Thursday, March 02, 2006

Krystalnacht and Ghetto Images

These women stand before the remains of a Jewish store. The windows have been smashed during the Nazi riot which has become known as "Krystalnacht":The Night of Broken Glass.
In 1938, using the pretence of revenge for the assassination of a minor German foreign minister in Paris, Nazi SA Stormtroopers were ecouraged to begin street violence against Jewish shops, synagogues, and institutions. In all, 200 synagogues were burned, homes were destroyed with axes and sledgehammers, people were thrown from windows into the street, kicked to death, beaten with fists and truncheons, stabbed, and shot. Torah scrolls, and Jewish works of history and philosophy were burned. The violence left 100 dead, and it was also at this time that nearly 1 in every ten of the Jews left in the German Reich were rounded up for detention in concentration camps such as Dachau. Krystalnacht occured on the night of November 9th.


Remains of a synagogue destroyed during Nazi Anti-Semitic riots, known as "Krystalnacht".

Despair in the Warsaw Ghetto
The following images were taken by German Werhmact Seargent Heinrich Jost, on an unauthorized visit to the Warsaw Ghetto, a tiny walled-in area which housed an estimated one third of the population of Warsaw (nearly half a million Jews), as well as Jews from other occupied locales. What he encountered there stunned him, making him to remark in later life, "Good God, what sort of a world is this?"
Disease, brought on by crowded and unsanitary living conditions, as well as starvation and the continued threat of violence from the Nazis, claimed nearly 16,000 lives in the summer of 1941 alone.
The following images document Heinrich Jost's tour of the Warsaw Ghetto.
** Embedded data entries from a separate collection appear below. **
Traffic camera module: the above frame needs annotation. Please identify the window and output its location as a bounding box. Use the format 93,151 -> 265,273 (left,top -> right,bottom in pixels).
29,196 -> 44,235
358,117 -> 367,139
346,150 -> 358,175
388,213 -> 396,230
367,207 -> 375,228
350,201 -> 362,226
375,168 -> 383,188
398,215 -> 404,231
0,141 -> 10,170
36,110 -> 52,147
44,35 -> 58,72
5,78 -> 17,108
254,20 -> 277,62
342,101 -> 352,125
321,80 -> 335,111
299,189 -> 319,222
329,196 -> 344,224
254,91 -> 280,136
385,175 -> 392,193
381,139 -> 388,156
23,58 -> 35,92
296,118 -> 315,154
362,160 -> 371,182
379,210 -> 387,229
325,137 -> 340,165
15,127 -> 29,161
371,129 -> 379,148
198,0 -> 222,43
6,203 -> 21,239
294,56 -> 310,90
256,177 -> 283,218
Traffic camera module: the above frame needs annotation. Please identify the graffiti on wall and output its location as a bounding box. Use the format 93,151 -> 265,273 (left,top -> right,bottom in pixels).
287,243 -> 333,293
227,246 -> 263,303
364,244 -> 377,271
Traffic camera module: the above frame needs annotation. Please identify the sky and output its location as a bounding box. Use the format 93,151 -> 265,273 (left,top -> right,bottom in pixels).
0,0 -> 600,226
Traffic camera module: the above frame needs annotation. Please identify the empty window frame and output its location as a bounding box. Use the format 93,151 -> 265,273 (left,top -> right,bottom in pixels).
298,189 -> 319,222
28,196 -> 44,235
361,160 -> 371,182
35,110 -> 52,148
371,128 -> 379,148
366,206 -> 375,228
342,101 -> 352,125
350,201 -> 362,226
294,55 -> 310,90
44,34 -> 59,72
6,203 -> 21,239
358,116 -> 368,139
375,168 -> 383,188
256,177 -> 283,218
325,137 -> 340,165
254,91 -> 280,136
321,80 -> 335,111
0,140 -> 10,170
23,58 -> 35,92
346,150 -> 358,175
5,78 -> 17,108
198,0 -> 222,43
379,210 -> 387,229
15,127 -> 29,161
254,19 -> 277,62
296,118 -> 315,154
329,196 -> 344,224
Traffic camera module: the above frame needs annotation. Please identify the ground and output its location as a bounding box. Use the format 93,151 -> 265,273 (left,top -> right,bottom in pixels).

Two children on the street, one dead from starvation.


Child lying dead in the street. Warsaw Ghetto.


A woman dies, begging on the street.




Too weak to walk, a child and it's mother are carried in a"rikshaw" device.


A soup kitchen in the Warsaw Ghetto. This woman eats a thin broth made from hay.This meagre meal was offered once a day, and fed an estimated 100,000 people.

1 Comments:

Blogger jc said...

Andrew,
Do you see this same destructive potential existing in America today? Immigration issues are quickly consuming the will to prevail through negative media reporting. As a people who know how quickly this negativity infects you must continue to remind that history has a way of repeating itself.